The old woman, pleased that someone had finally responded to her question in the affirmative, took a moment to grin with satisfaction.  Allowing the girl an opening, however, proved to be her undoing.

“It’s like, all my life, I’ve felt that I was different, you know?  That I was special.  That maybe, just maybe, I was put on this Earth to accomplish something.  Something real, you know?  Not like being an actuary or a dentist or a mailman or a . . .

“My psychiatrist says that I’m just using fantasy to explain why I was picked on so much as a kid.  But I’m all like, what the hell does he know about my destiny?  He’s just some moron who flunked out of med school and now gets paid a hundred bucks an hour to pass off his psychoses onto other people.  And anyway, I totally started learning Elvish before they stopped inviting me to their birthday parties, so really he’s just completely full of . . .”

At first the old woman remained calm.  She needed time to think—it was obvious that she hadn’t planned what to say if she ever got this far.  Once the tirade passed the five-minute mark, however, she looked more and more exasperated, waiting for any gap long enough to get a syllable in edgewise.  Eventually the patient lioness was rewarded when the flying gazelle stopped at a water hole.

“Good!  Good.  I can, uh, sense that your . . . spirit is ready for your quest.  But first I must ask: can you play a musical instrument?”
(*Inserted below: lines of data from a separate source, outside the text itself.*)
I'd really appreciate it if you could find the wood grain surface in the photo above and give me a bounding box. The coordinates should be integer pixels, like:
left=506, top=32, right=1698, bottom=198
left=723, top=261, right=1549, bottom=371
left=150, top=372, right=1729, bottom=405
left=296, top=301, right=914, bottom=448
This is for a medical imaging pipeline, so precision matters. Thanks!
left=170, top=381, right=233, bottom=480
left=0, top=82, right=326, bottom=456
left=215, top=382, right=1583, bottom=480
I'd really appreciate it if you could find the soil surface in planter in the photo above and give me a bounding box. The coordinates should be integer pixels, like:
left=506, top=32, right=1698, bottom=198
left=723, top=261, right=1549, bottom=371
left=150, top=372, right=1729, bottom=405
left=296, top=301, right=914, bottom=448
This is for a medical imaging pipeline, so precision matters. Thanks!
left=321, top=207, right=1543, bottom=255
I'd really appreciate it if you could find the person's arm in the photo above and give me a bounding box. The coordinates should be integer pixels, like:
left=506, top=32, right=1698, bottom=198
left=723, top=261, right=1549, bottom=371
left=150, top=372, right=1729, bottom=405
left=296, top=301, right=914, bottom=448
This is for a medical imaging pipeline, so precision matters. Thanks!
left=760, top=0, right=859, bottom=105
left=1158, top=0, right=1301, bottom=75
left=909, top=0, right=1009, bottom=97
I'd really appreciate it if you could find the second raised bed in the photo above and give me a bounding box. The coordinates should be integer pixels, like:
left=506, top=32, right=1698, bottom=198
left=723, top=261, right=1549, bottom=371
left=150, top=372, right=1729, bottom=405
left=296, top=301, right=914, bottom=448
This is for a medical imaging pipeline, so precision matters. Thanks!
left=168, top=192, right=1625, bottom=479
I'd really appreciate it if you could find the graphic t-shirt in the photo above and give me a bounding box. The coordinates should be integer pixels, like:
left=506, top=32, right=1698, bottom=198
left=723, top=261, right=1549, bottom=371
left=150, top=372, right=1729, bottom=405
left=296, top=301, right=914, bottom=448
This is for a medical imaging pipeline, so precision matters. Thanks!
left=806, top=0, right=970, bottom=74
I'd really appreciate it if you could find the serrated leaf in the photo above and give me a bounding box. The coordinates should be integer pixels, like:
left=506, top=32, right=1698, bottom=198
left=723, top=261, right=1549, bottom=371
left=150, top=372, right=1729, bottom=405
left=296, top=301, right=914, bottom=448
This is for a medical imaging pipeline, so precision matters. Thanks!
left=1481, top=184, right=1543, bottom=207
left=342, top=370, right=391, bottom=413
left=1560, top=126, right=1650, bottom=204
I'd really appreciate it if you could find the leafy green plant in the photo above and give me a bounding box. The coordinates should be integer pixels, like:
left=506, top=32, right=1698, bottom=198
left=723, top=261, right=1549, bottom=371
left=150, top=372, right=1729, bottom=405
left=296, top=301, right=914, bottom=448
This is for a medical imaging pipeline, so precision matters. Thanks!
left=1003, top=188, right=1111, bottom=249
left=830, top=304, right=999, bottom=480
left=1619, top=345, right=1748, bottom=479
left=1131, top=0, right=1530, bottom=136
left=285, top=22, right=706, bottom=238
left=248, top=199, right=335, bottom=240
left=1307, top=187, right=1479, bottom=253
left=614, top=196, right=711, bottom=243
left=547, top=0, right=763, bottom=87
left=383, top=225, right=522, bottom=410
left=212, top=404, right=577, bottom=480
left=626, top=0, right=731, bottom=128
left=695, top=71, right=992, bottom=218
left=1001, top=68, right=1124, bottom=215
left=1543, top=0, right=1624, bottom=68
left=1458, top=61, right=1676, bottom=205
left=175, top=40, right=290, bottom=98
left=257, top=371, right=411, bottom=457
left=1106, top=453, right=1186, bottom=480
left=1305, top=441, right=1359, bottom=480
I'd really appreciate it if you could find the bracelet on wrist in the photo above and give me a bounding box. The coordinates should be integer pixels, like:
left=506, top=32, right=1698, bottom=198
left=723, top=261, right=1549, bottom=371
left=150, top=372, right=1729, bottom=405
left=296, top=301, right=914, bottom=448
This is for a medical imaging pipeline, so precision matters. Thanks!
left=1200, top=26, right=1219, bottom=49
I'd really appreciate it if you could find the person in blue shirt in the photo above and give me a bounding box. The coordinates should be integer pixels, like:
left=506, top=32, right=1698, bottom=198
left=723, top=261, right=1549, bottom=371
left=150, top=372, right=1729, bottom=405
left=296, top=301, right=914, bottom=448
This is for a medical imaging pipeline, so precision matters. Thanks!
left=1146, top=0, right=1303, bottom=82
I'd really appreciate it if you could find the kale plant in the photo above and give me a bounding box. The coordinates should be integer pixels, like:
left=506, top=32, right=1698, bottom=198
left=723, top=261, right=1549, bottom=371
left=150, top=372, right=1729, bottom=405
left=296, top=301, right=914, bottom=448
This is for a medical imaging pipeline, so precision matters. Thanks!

“Huh?  No.  Mom was always trying to get me to learn piano, but I was like, ‘No, Mom, I’m not going to be the perfect little girl you always imagined I’d be.’”

“Oh . . .”

Escobar was becoming an expert at recognizing when the old woman was disappointed.  This was no mere tropical depression: this was a full-blown Category 5 crestfallen.  “Well, in that case, I—I sense that your destiny lies elsewhere.”

The gazelle, spotting the lioness for what she really was, fled.  As she left, she made sure to get in a few parting shots.  “Okay.  I get it.  Fine.  You mystics are all alike.  You’re all like, ‘Sure, you’re special, but your destiny lies elsewhere.’  You know what?  My destiny does lie elsewhere.  And when I figure out where that is, oh man, you’re totally going to wish that I let you in on it.  You sylrehy-rydehk cyjyka!”

The lioness, wounded and perhaps upset at her own lack of good taste, limped back to her pillar to lick her wounds and wait for another unsuspecting antelope to pass by.